You can also use a prebuilt image on DockerHub that already include the binary. You must provide your own license at runtime.

  • dockerhub versions/releases are aligned with the fastbcp versions/releases.
docker pull aetp/fastbcp:latest

or

docker pull aetp/fastbcp:v0.28.3

Usage

the docker image use as entrypoint the fastbcp binary, so you can run it directly with parameters like defined in the FastBCP documentation.

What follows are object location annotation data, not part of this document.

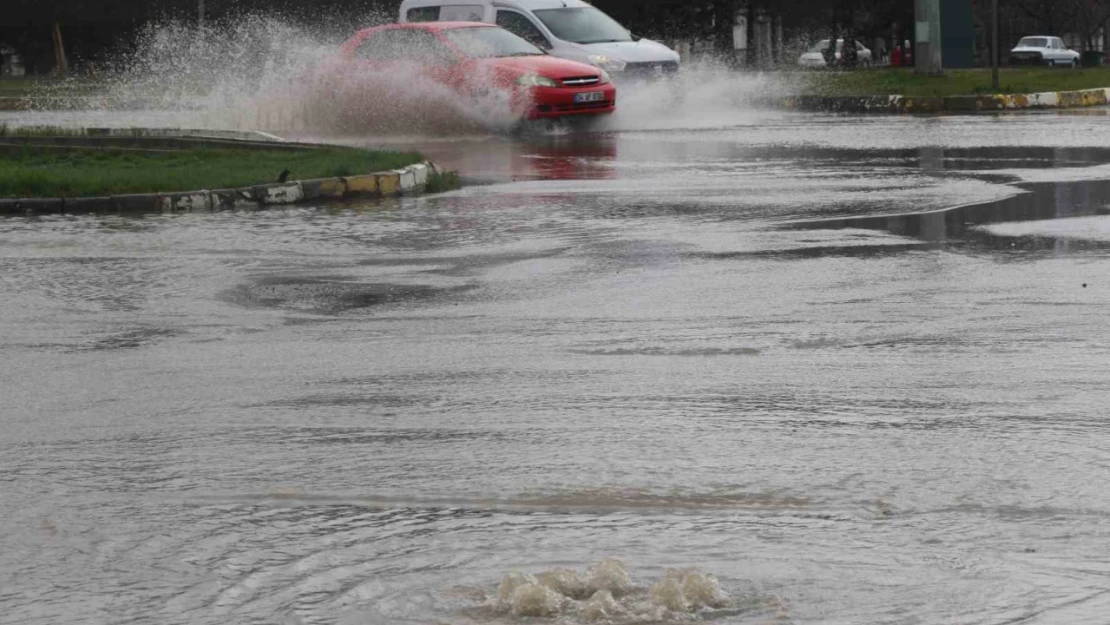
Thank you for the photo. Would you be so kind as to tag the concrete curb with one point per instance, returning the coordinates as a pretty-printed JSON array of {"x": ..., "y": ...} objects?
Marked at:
[
  {"x": 949, "y": 104},
  {"x": 138, "y": 132},
  {"x": 393, "y": 183}
]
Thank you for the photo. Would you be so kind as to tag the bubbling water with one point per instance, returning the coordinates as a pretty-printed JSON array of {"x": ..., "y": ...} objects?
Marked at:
[{"x": 606, "y": 593}]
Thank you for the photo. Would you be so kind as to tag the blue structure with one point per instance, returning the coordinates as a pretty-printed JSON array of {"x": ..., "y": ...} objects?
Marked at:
[{"x": 957, "y": 30}]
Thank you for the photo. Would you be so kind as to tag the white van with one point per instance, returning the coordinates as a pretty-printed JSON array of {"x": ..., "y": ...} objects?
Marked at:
[{"x": 569, "y": 29}]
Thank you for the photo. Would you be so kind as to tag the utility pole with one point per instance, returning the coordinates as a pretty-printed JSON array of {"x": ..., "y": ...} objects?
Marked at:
[
  {"x": 995, "y": 50},
  {"x": 928, "y": 54}
]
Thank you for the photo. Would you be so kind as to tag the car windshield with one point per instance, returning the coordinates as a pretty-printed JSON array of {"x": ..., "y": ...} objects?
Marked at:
[
  {"x": 584, "y": 24},
  {"x": 821, "y": 46},
  {"x": 490, "y": 42}
]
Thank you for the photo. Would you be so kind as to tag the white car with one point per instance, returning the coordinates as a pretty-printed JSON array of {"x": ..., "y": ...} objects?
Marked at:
[
  {"x": 1043, "y": 50},
  {"x": 571, "y": 29},
  {"x": 815, "y": 57}
]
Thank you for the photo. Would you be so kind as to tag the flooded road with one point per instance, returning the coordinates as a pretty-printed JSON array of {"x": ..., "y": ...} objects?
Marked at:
[{"x": 765, "y": 350}]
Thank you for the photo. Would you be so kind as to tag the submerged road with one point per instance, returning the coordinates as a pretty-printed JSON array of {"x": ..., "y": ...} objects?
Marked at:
[{"x": 764, "y": 349}]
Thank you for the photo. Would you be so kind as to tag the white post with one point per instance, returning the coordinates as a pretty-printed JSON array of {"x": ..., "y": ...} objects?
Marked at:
[{"x": 928, "y": 54}]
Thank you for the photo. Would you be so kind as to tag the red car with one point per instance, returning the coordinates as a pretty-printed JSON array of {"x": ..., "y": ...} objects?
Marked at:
[{"x": 476, "y": 59}]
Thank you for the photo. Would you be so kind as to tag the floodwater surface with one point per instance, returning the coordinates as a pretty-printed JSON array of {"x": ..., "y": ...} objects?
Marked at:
[{"x": 744, "y": 350}]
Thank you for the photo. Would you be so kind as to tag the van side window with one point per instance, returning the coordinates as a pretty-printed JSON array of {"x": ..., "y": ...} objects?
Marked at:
[
  {"x": 462, "y": 13},
  {"x": 522, "y": 27},
  {"x": 423, "y": 14}
]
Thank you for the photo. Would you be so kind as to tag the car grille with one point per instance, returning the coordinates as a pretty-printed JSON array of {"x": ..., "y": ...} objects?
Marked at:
[
  {"x": 584, "y": 106},
  {"x": 581, "y": 80},
  {"x": 648, "y": 70}
]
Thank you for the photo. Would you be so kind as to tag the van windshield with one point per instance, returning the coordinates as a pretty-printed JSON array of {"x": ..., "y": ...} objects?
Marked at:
[
  {"x": 490, "y": 42},
  {"x": 584, "y": 24}
]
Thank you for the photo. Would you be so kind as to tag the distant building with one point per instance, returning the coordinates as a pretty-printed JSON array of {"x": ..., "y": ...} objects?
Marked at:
[{"x": 11, "y": 64}]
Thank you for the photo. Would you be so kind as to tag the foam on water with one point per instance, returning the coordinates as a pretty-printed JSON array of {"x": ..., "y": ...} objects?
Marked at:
[{"x": 606, "y": 593}]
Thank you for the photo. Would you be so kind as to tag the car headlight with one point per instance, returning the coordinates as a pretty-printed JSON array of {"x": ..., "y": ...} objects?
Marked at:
[
  {"x": 607, "y": 63},
  {"x": 536, "y": 80}
]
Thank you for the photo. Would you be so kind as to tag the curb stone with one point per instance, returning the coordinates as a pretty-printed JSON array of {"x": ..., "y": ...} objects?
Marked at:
[
  {"x": 393, "y": 183},
  {"x": 952, "y": 103}
]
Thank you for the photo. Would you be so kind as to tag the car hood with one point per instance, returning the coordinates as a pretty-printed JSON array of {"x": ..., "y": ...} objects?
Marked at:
[
  {"x": 643, "y": 51},
  {"x": 551, "y": 67}
]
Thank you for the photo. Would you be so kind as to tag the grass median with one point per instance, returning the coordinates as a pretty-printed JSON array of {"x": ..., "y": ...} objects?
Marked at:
[
  {"x": 86, "y": 173},
  {"x": 890, "y": 81}
]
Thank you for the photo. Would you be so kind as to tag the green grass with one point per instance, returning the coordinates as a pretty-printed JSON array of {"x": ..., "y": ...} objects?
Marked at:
[
  {"x": 955, "y": 82},
  {"x": 77, "y": 173},
  {"x": 13, "y": 87}
]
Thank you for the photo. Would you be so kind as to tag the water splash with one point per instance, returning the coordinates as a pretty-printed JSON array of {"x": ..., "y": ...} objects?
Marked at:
[
  {"x": 606, "y": 593},
  {"x": 263, "y": 72}
]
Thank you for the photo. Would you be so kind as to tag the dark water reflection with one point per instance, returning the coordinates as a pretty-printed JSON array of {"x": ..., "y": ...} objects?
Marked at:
[{"x": 960, "y": 225}]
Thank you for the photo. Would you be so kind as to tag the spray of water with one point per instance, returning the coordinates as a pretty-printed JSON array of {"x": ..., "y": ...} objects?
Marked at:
[
  {"x": 606, "y": 593},
  {"x": 256, "y": 72}
]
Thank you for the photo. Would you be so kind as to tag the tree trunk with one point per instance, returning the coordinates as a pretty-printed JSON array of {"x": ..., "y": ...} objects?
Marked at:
[
  {"x": 61, "y": 66},
  {"x": 753, "y": 51},
  {"x": 724, "y": 17}
]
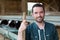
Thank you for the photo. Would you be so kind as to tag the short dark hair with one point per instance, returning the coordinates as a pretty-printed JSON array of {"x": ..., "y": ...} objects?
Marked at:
[{"x": 38, "y": 5}]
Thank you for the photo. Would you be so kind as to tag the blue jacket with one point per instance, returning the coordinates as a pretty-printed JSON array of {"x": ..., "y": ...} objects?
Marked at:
[{"x": 32, "y": 32}]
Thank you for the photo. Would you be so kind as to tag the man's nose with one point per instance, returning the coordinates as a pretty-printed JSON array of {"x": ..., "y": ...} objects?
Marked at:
[{"x": 39, "y": 14}]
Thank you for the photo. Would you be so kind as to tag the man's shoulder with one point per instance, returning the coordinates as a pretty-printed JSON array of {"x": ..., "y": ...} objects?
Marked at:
[{"x": 49, "y": 24}]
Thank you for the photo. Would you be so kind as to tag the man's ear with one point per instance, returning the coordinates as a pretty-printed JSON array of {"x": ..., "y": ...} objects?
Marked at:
[{"x": 32, "y": 14}]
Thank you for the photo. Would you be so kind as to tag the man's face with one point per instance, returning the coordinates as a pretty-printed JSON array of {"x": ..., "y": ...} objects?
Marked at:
[{"x": 38, "y": 14}]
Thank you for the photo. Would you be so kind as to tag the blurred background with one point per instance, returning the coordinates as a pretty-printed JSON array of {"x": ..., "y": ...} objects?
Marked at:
[{"x": 11, "y": 13}]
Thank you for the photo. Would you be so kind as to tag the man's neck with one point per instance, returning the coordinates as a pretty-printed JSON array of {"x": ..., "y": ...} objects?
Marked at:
[{"x": 41, "y": 25}]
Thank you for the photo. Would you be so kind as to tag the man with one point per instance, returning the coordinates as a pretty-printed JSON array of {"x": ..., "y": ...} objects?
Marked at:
[{"x": 39, "y": 30}]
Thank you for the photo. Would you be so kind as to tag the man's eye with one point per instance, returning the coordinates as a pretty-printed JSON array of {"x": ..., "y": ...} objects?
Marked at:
[{"x": 35, "y": 12}]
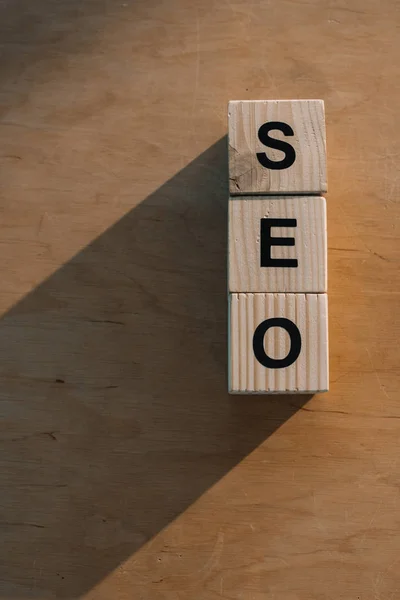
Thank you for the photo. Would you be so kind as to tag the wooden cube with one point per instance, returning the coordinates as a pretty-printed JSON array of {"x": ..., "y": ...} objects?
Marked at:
[
  {"x": 277, "y": 244},
  {"x": 278, "y": 343},
  {"x": 277, "y": 147}
]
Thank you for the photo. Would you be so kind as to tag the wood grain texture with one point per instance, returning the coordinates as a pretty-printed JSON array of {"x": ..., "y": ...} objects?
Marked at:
[
  {"x": 309, "y": 373},
  {"x": 127, "y": 471},
  {"x": 307, "y": 174},
  {"x": 310, "y": 250}
]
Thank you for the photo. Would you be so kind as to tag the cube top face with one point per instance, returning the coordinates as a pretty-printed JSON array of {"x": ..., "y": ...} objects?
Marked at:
[
  {"x": 277, "y": 244},
  {"x": 278, "y": 343},
  {"x": 277, "y": 147}
]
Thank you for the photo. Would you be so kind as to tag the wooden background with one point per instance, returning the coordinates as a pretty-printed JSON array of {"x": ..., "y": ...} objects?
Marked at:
[{"x": 127, "y": 472}]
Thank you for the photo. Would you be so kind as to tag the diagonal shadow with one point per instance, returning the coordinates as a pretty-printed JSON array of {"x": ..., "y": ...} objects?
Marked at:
[{"x": 114, "y": 371}]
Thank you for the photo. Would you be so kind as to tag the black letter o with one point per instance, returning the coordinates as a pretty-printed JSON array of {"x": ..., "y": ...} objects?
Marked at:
[{"x": 258, "y": 343}]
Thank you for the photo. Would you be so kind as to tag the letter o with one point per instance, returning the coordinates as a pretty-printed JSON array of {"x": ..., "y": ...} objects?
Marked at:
[{"x": 295, "y": 343}]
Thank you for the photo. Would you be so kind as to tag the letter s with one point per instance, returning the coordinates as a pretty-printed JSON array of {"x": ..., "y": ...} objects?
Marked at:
[{"x": 289, "y": 151}]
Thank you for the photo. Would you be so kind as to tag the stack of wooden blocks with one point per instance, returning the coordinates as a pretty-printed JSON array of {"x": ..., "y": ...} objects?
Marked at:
[{"x": 277, "y": 255}]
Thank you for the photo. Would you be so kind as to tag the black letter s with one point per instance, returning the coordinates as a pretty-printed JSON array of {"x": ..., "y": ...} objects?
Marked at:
[{"x": 263, "y": 136}]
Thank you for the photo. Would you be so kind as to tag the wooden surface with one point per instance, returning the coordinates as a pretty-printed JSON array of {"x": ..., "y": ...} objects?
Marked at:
[
  {"x": 127, "y": 471},
  {"x": 245, "y": 244},
  {"x": 308, "y": 373},
  {"x": 297, "y": 142}
]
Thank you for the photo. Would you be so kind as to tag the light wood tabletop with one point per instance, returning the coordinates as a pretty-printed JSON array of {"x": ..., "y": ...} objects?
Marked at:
[{"x": 127, "y": 471}]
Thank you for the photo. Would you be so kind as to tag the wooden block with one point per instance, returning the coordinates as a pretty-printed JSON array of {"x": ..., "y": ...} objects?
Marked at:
[
  {"x": 278, "y": 343},
  {"x": 277, "y": 244},
  {"x": 277, "y": 147}
]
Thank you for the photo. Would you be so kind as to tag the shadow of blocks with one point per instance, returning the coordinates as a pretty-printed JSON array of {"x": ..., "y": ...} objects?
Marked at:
[{"x": 114, "y": 393}]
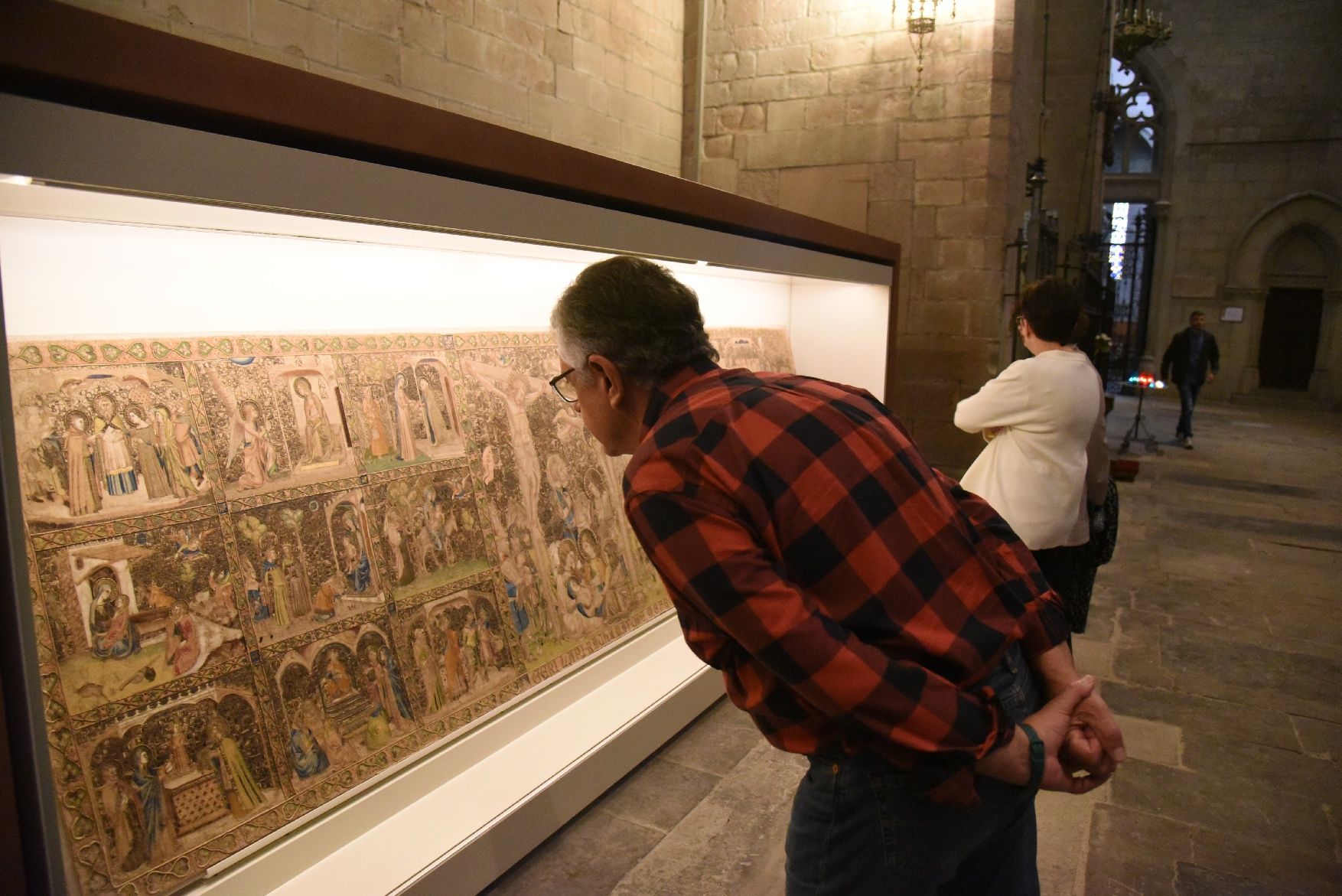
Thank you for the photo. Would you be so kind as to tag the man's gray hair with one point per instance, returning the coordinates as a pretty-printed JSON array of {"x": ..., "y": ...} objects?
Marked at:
[{"x": 637, "y": 314}]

You can get the command line help using this

docker run --rm aetp/fastbcp:latest

You can get the version using this

docker run --rm aetp/fastbcp:latest --version

Samples

  • Export from sql server to parquet on S3:
export licenseContent = cat ./FastBCP.lic
docker run --rm  \
-e AWS_ACCESS_KEY_ID=${AWS_ACCESS_KEY_ID} \
-e AWS_SECRET_ACCESS_KEY=${AWS_SECRET_ACCESS_KEY} \
-e AWS_REGION=${AWS_REGION} \
aetp/fastbcp:latest \
--connectiontype "mssql" \
--server "host.docker.internal,1433" \
--user "FastUser" \
--password "FastPassword" \
--database "tpch_test" \
--query "SELECT * FROM dbo.orders where year(o_orderdate)=1998" \
--fileoutput "orders.parquet" \
--directory "s3://aetpftoutput/dockertest/" \
--paralleldegree 12 \
--parallelmethod "Ntile" \
--distributekeycolumn "o_orderkey" \
--merge false \
--license $licenseContent 

Good practice: prefer --env-file, Docker/Compose/Kubernetes secrets, or managed identities for cloud credentials. Avoid leaving the license content in shell history.

Volumes

  • /work – working directory (container WORKDIR)
  • /config – optional configuration directory (e.g. to store FastBCP_Settings.json for custom logging)
  • /data – target source/exports
  • /logs – logs directory (ensure that FastBCP_Settings.json is configured to write logs to this directory)

Other Examples

The exact parameters depend on your source and target settings. The snippets below illustrate the call pattern from Docker in a linux shell.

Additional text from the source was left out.